Kota: In a heart-wrenching incident that has shaken the quiet village of Piplodi in Jhalawar, seven young lives were lost and over 20 others were injured when a classroom ceiling collapsed Friday morning, turning a routine school day into a nightmare for the community of 1,100 residents.
"We complained to sir about falling brick pieces from the ceiling but he ignored us and asked us to sit down quietly," recalled a tearful young girl, one of the survivors of the tragedy.
According to students, their teachers were casually eating poha (flattened rice) when they reported the dangerous conditions, a detail that has sparked outrage among local residents.
The morning peace at govt upper primary school in Piplodi was shattered at 7:40am when the thunderous sound of collapsing walls echoed through the village. Witnesses reported a cacophony of screams and cries as the structure gave way, sending clouds of dust spiralling into the air. In the chaos that followed, villagers rushed to the scene to assist in the rescue operations.
Ram Prasad Lodha, the village sarpanch (elected gram panchayat head), rushed to the scene with his JCB machine. "The screams of children will haunt me forever," he said, describing the frantic 20-minute rescue operation where villagers desperately dug through debris to save trapped students.
Adding to the tragedy was the absence of immediate medical help. "We had to transport injured children on motorcycles because there was no ambulance available," said Lodha, noting that ambulances arrived 45 minutes after the incident.

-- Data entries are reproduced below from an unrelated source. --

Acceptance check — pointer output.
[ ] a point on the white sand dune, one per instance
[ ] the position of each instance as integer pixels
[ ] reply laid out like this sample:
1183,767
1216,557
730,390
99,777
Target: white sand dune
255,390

Jhalawar's district education officer, Narso Meena, said that continuous rainfall had led to seepage that compromised the structural integrity of the classroom. "We had advised the principal to avoid using the room with water seepage," she asserted, defending the school administration's oversight.
The incident has exposed the stark reality of infrastructure neglect in rural schools. While education officials maintained that recent rainfall caused the collapse, locals told a different story. "This building had been crying for maintenance for decades; it was over 30 years old," said Dulichand Lodha, a village resident who witnessed the collapse.
The deceased were identified as 7-year-old Kanha, 10-year-old Kundan, 11-year-old Harish, 13-year-old Payal, 10-year-old Meena, 8-year-old Kartik, all from Piplodi, and 12-year-old Priyanka from Chandpura.
For the families of the seven deceased children and those of the 10 critically injured students currently receiving treatment at SRG Hospital, the suspension of five teachers, including the principal, offers little consolation.
As one parent, who wished to remain anonymous, put it, "Our children went to school to build their future, not to have it crumble around them." "We had raised concerns about the building's condition before," lamented one mother, tears streaming down her face.
The tragedy prompted the state education minister to order a high-level inquiry but for the village of Piplodi, the scars of this preventable disaster will take long to heal.